After watching Oscar’s fallen angel dance, Gustavo falls asleep in an armchair during the prelude and dreams the whole thing. We do not see him wake up in the chair or step out of the shower at the end of the opera having gained greater self-knowledge of his fatal Greek hero hubris. So where all this was intended to go is beyond me.
Concept 3: “Hello Dalí!” The metaphorical and dreamlike elements are carried over into the surrealist landscape that Alden imposes on Verdi’s 18th century Sweden. “Ballo,” unlike Verdi’s other middle period opera, does not have one overriding dramatic mood or tinta but instead blends opera buffa elegance and gaiety with dark powerful drama. Alden apparently concluded that this shifting tone and underlying unease lent themselves to surrealism.
Paul Steinberg’s sets, with their skewed angles and mirrored surfaces, borrow from de Chirico and Dalí. Renato’s house resembled a nightmarish black and white box from “The Cabinet of Dr. Caligari.” The bowler-hatted zombie chorus is costumed by Brigitte Reiffenstuel à la Magritte.
The action seems to be updated to the 1930s with the men in three-piece suits and Amelia wearing Adrian or Orry-Kelly evening gowns. However, Verdi’s action, based on an historical regicide, is very realistic and needs to be presented to the audience without artsy conceptual filters.
Alden was booed lustily at the opening night curtain calls. Unlike Piero Faggioni, the director of the previous overstuffed pageant of a Met production, Alden actually did have ideas about the opera. The problem is that there were too many and most were misguided.
He did, however, provide the singers with enlivening personal direction. I have never seen Marcelo Álvarez, the Gustavo, project more personality or move better on stage. Similarly, Sondra Radvanovsky can seem dramatically awkward and clueless when left to her own devices. Here, she riveted the audience’s attention from her first entrance to her anguished reaction to her lover’s murder at the final curtain.
But the production seemed to undercut dramatic credibility at crucial emotional moments. The gallows-heath set for Act II had the Falling Icarus canvas hanging over the action center stage. In the passionate climax of the great Act II love duet, the Icarus painting was raised and the back of the stage opened to show a desolate landscape with barren trees and telephone poles. Amelia and Riccardo sang their passionate avowals of love far apart on opposite sides of the stage. Wouldn’t it have made sense to start the scene with the desolate landscape and bring in the Icarus painting when the King loses himself in his self-destructive passion for Amelia, with the adulterous lovers coming physically closer together? It was as if Alden had a constant need to intervene between the audience and the work itself. The resulting effect of alienation drove the dramatic temperature below freezing.

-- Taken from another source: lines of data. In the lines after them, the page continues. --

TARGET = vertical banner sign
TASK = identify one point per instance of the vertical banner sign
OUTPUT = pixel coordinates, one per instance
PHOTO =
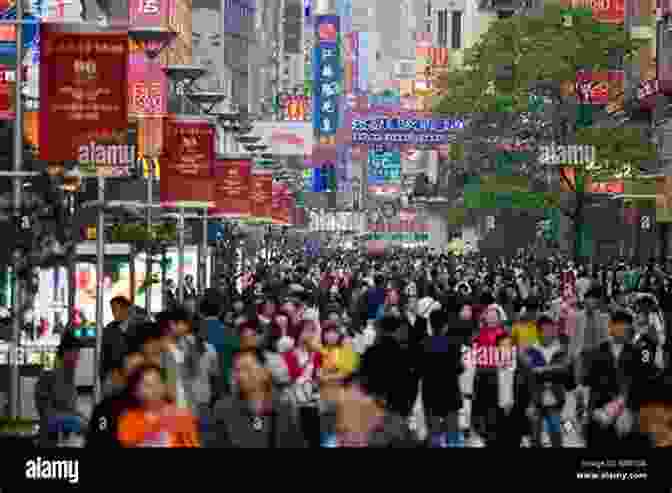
(187, 165)
(84, 98)
(262, 195)
(147, 86)
(362, 62)
(276, 213)
(328, 73)
(150, 13)
(232, 187)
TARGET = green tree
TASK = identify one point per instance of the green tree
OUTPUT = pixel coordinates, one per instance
(509, 91)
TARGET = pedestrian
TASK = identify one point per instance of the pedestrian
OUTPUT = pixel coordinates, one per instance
(103, 429)
(151, 420)
(440, 368)
(361, 417)
(304, 364)
(254, 416)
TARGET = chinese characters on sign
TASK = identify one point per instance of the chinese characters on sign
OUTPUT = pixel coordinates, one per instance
(189, 154)
(327, 77)
(384, 168)
(84, 92)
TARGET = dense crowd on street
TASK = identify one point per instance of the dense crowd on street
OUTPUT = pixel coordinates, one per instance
(343, 350)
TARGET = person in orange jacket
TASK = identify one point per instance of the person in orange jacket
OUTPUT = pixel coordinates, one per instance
(152, 420)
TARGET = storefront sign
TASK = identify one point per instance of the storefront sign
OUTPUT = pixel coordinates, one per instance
(335, 221)
(261, 194)
(646, 92)
(367, 129)
(147, 85)
(327, 76)
(600, 88)
(232, 187)
(84, 92)
(611, 11)
(189, 147)
(286, 138)
(294, 107)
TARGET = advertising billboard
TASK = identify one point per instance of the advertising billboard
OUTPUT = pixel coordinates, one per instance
(187, 162)
(286, 138)
(232, 187)
(150, 13)
(90, 66)
(610, 11)
(408, 128)
(327, 77)
(147, 86)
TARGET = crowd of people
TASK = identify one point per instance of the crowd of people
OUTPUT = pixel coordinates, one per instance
(338, 351)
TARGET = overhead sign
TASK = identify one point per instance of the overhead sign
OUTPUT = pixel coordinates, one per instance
(335, 221)
(368, 129)
(286, 138)
(84, 92)
(384, 168)
(327, 77)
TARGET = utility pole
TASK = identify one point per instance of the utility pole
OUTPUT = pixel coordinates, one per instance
(100, 285)
(148, 217)
(15, 384)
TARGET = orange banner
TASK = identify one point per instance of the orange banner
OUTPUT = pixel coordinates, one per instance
(232, 187)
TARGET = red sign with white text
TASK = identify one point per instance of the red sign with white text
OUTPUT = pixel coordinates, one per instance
(262, 194)
(150, 13)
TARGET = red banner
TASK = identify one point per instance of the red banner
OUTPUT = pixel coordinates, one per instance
(84, 99)
(262, 194)
(150, 13)
(232, 187)
(147, 86)
(611, 11)
(186, 174)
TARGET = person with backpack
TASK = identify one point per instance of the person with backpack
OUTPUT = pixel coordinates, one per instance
(254, 416)
(440, 367)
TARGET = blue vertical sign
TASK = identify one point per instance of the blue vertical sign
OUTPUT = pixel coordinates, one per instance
(328, 75)
(362, 63)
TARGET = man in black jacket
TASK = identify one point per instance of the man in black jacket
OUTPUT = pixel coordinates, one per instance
(612, 371)
(255, 416)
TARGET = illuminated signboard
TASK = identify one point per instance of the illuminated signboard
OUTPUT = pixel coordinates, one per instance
(404, 130)
(384, 168)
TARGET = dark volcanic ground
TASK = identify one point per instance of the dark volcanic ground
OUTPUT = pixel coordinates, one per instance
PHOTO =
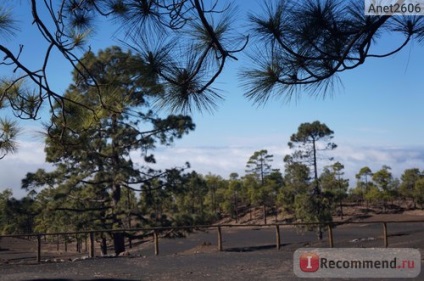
(249, 254)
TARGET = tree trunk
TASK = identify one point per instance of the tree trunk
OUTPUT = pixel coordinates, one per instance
(118, 243)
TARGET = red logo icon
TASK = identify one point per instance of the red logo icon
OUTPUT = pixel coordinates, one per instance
(309, 262)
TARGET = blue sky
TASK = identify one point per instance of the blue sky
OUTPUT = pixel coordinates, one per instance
(376, 114)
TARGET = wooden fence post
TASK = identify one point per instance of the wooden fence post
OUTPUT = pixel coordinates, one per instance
(91, 253)
(277, 236)
(156, 242)
(219, 239)
(330, 236)
(386, 241)
(38, 248)
(65, 238)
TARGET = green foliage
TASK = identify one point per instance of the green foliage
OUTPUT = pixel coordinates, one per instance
(310, 139)
(310, 208)
(8, 133)
(107, 118)
(302, 46)
(418, 192)
(409, 179)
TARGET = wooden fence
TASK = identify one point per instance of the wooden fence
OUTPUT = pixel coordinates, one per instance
(157, 230)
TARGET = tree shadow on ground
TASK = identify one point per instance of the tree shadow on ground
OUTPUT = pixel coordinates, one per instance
(253, 248)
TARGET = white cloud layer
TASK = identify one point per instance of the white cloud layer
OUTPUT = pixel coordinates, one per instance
(223, 160)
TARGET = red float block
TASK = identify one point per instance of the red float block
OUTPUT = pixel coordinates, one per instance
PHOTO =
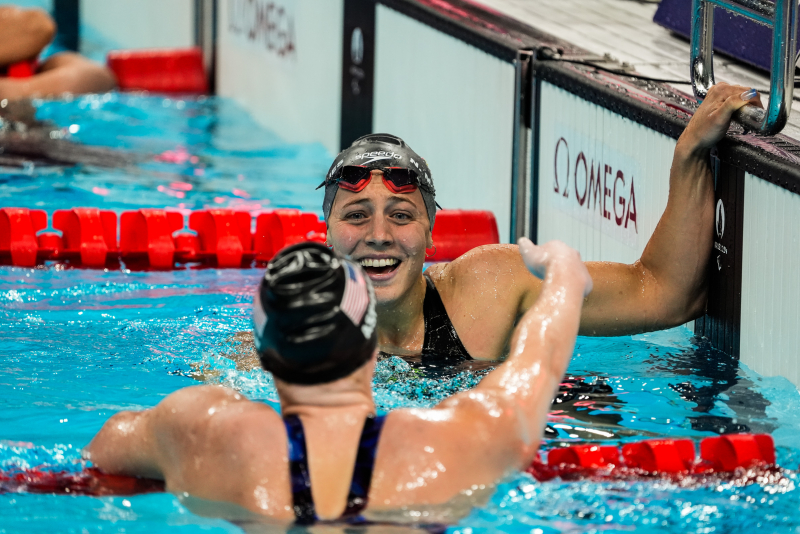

Álvarez is yet another Latin lyric tenor pushing a sweet lyric voice to emulate the spinto power he was not endowed with by nature. He punches out the tone, breaking up the vocal line with bumpy phrasing. In Gustavo’s Act III romanza “Ma se m’è forza perderti,” Álvarez poured out the honeyed tone that established him as a leading lyric tenor more than 15 years ago.
Dmitri Hvorostovsky began rather stiffly as Renato/ Anckarström but rose to passionate heights in a nobly sung “Eri tu.”
Radvanovsky’s taut, dark soprano with its tense vibrato embodies the secret guilty passion that tears Amelia apart. She effectively used chest voice on the low notes, and an occasional metallic quality did not diminish the excitement and accuracy of her high notes.
Kathleen Kim has a buttery warmth in her tone that kept Oscar from turning into a squeaky soubrette automaton. Dolora Zajick, despite some loss of vocal power and thrust, still commands the brilliant high notes and deep contralto low notes with which Ulrica’s part abounds.
A fine group of singers and a spirited, precise conductor leading a world-class orchestra provided some heat and light. Fabio Luisi conducted with clarity and animation but during several ensembles the soloists and orchestra failed to come together for the tutti climax.
But these musical coordination problems were momentary. Dramatically, “Ballo” was all over the place and failed to come together throughout.